Though Cussy Mary has the day off for the holiday, she goes to the outpost, still feeling sick. She encounters Oren Taft, a library patron, in his family’s old graveyard. He lives up an impossible pass, so they meet at his old homestead, an eight-mile hike for him. He gives her a bag that he says will make her feel better, including biscuits. She tells him that there will be a new posting for a librarian, Queenie’s old position. Though few men take librarian work, it is paid, and she thinks his old homestead could be his outpost. He’s excited about the possibility. As they part, he tells her that he misses her old color, which always made him think of Picasso.
That weekend, Cussy Mary faints. Pa calls her vain for taking the medicine, and she decides it will be the last time she will take the medicine: “Blue had to be enough for me, I vowed” (122). Doc doesn’t protest this; he rarely sees Cussy Mary anymore.

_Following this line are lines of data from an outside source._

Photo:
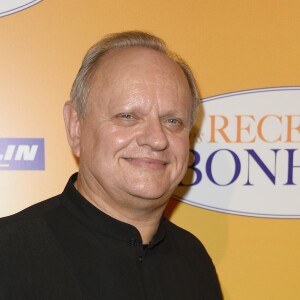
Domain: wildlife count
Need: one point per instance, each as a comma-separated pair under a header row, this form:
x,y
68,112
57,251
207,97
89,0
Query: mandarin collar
x,y
100,222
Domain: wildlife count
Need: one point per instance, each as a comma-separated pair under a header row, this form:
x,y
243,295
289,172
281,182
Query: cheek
x,y
181,150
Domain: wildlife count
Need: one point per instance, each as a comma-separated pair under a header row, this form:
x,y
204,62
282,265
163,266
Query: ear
x,y
73,128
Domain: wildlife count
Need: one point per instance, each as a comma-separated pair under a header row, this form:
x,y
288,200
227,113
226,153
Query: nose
x,y
152,135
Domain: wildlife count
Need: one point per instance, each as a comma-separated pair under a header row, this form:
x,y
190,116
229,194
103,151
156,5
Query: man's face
x,y
134,140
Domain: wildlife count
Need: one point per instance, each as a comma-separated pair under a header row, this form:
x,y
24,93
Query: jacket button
x,y
132,242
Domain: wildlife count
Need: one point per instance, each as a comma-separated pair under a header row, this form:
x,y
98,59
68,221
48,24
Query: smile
x,y
146,162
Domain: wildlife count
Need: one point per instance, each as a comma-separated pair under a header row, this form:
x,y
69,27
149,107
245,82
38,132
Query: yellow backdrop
x,y
232,45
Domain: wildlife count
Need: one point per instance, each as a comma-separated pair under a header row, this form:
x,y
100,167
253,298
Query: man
x,y
132,106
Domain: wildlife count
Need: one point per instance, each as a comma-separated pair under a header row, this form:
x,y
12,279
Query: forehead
x,y
138,65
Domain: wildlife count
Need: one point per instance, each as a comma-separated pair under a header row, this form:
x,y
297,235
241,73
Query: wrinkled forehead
x,y
137,64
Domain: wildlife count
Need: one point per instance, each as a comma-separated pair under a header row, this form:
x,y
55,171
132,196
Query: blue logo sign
x,y
22,154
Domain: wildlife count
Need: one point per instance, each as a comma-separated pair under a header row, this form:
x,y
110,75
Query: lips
x,y
146,162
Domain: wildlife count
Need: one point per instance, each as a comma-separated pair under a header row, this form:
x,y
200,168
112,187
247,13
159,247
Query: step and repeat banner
x,y
241,194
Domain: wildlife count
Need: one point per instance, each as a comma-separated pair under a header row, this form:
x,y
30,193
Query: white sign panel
x,y
246,158
8,7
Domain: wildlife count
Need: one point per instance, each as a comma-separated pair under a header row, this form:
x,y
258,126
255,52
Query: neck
x,y
146,220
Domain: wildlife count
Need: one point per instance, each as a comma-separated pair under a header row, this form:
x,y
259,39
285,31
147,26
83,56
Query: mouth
x,y
147,163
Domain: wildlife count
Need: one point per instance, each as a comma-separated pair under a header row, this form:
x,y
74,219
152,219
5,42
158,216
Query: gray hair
x,y
80,87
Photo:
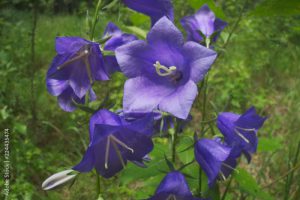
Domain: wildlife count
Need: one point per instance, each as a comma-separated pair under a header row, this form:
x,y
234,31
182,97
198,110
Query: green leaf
x,y
137,31
269,144
196,4
277,8
249,185
139,19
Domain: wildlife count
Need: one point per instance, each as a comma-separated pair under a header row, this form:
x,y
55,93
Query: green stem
x,y
227,188
205,84
95,19
174,141
98,185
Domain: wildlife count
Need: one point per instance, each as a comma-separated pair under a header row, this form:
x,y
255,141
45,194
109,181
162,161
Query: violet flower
x,y
203,23
240,131
215,159
74,69
117,39
173,186
163,71
155,9
114,141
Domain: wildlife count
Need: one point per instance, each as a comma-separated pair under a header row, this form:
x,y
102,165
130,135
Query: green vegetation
x,y
258,66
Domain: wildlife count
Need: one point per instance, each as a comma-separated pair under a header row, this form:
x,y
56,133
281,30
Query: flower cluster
x,y
163,72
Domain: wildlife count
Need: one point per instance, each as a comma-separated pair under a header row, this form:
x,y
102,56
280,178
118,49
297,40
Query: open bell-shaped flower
x,y
240,131
203,24
74,69
215,159
114,141
173,187
163,71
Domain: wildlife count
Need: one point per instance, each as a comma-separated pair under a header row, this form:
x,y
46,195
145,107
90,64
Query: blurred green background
x,y
259,65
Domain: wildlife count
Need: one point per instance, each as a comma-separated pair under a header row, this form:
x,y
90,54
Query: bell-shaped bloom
x,y
163,71
203,23
155,9
165,122
116,39
240,131
74,69
114,141
214,158
173,186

Cussy Mary goes back to the schoolyard to find it quiet. The school is closed; the WPA is developing a new one. Winnie is going to live with Albert in Detroit, as she cannot stay and teach without her husband’s consent. Henry is too weak to come for books now, so Cussy Mary visits him the next day. His mother thinks he will die by the morning. Cussy Mary brings a food sack Doc brought by. Henry’s mother tries to give Cussy Mary a crucifix to thank her, but she won’t take it. Henry is too weak to take the book from Cussy Mary. She has brought him a librarian badge she made for him, telling him he is an honorary librarian now. Henry reads from the book to the entire family.
Although Cussy Mary is still taking Doc’s tablets at the beginning of this section, she stops by the end. The side effects are painful, and white skin has not brought her the benefits that she thought it would. The random nature of prejudice is highlighted even further in this section as she attends the Independence Day picnic and is shunned by the quilting bee members. Her skin is now white, but it does not make a difference to them: They still have the same prejudices as ever. Meanwhile, the people who always cared about her, including her patrons (like Cole and Taft), still care about her. Some tell her she looks prettier than ever, but they do not say she wasn’t pretty before. In fact, Taft tells her she reminded him of a Picasso, allowing her to reframe her skin color and see it in a new light.
While Cussy Mary has spent a large part of the narrative caring for others, particularly in delivering books, food, and medicine to them, she has neglected to care for herself as she gets sick from the medicine solely to stop being treated differently. Her decision to stop taking the medicine can thus be seen as a decision to accept herself as she is and to stop harming herself to meet ideals held by small-minded people.
Within this section, Cussy Mary also continues to look after her community. In fact, she grows the community, both by making Henry an honorary librarian and by suggesting to Taft that he might take the job Queenie left. Although neither person is a traditional WPA librarian (who are usually women), and Henry is dying, these gestures have real benefits, both emotional and practical. Cussy Mary soothes a dying boy and offers a living man the chance to earn a wage again.